Un’altra voce, questa volta femminile, lo aveva costretto a voltarsi, trovandosi davanti un’elegante figura di ragazza, giovane quanto lui e l’altro, con le braccia conserte sotto al seno e un cipiglio che su quel viso delicato era quanto di più buffo ci fosse. Ma poi lei aveva sorriso – sorriso con la bocca, gli occhi e il cuore – e in quel sorriso Seiya era certo di aver rivisto Saori.

“ Cosa…”

“ Non devi aver paura. Non siamo ne all’Inferno ne in Paradiso.” Aveva detto la ragazza, sciogliendosi da quella posizione e facendosi incontro.

“ Quindi non sono morto?”
“ No. Tu ancora no.” Lo aveva rassicurato quel ragazzo, Tenma, ridendo divertito da chissà cosa.

“ Io… Io non credo di capire…”

E Seiya davvero non capiva. Non capiva perché non ricordava nulla al di fuori della spada di Hades e delle lacrime di Saori e dei suoi amici. Poi si era ritrovato lì. Fine dei giochi.
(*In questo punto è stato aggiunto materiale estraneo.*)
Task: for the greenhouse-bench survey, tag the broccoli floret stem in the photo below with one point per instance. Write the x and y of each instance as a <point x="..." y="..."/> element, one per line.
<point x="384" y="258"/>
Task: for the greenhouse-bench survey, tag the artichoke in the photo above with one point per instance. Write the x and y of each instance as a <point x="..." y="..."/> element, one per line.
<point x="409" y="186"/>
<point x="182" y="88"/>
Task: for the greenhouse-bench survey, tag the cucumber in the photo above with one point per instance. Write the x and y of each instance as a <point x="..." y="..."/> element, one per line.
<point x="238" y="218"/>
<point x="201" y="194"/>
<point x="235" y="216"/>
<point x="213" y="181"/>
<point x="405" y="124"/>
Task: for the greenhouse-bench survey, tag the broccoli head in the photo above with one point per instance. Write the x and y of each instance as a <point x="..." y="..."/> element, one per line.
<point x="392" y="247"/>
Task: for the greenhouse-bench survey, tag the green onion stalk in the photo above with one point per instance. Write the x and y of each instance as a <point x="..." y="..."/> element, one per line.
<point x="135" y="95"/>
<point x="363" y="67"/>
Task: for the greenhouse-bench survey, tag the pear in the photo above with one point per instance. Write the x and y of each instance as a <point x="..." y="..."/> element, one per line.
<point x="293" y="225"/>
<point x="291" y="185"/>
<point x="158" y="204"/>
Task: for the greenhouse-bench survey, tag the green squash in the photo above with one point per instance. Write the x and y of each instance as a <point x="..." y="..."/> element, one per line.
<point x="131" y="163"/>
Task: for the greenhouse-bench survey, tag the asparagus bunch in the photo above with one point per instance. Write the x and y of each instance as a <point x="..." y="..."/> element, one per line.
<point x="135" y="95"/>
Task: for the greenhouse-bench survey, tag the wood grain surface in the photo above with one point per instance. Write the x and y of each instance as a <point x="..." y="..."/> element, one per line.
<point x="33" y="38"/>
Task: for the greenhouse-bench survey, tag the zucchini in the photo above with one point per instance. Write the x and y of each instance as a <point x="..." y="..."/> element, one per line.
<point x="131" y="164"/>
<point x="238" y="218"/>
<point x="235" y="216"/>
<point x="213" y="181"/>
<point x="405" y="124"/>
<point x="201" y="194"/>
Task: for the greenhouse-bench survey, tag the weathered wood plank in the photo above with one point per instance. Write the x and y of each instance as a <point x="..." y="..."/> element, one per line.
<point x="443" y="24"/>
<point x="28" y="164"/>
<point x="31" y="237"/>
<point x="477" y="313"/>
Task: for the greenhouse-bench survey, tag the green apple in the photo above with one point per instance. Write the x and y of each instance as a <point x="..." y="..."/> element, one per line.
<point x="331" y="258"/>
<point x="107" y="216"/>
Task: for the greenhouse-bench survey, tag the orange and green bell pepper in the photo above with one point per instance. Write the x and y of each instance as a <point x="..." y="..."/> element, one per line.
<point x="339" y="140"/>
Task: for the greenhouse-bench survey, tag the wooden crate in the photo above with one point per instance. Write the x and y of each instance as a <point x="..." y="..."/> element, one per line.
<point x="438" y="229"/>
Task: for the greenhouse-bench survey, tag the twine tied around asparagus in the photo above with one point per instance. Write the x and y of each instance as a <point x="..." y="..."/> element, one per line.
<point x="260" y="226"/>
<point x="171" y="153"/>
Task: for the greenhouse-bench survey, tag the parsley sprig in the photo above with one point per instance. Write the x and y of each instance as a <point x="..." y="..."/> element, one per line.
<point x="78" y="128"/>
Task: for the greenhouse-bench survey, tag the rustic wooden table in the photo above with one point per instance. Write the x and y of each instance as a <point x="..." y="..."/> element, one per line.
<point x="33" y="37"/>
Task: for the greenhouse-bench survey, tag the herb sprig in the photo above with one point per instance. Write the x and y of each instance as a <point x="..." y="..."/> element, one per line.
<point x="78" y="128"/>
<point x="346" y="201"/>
I due che lo circondavano si sorrisero, complici di qualcosa – forse di quel qualcosa che ad entrambi brillava negli occhi – e poi Tenma fece un inchino esagerato verso la ragazza.

“ A te l’onore, Sasha.”

 

 

Saori non aveva idea di quanto tempo fosse passato, ne quando il sonno l’aveva presa. Quello che sapeva per certo era che anche la giornata che stava per sorgere sarebbe stata all’insegna del mal di schiena e della cervicale. Continuare a dormire ogni notte seduta con la testa che ricadeva sul letto di Seiya non era certo la cosa più salutare. Ma alla ragazza non importava: lui aveva patito le pene dell’Inferno – nel senso stretto del termine – per starle accanto, quindi lei un mal di schiena poteva sopportarlo senza proferire parola.

Si era alzata con una lentezza insopportabile, e ossa e muscoli avevano protestato. Non ci aveva fatto caso.

Si era soffermata sul viso di Seiya; vederlo lì, inerme, le faceva male al cuore. Ma quell’espressione tranquilla sul viso del ragazzo, che sembrava semplicemente dormire, le aveva fatto tenerezza. Mai lo aveva visto così rilassato, innocente. Si era più che altro abituata alla sua in arginabile vitalità, alla sua forza e alla sua determinazione che mai sembravano esaurirsi.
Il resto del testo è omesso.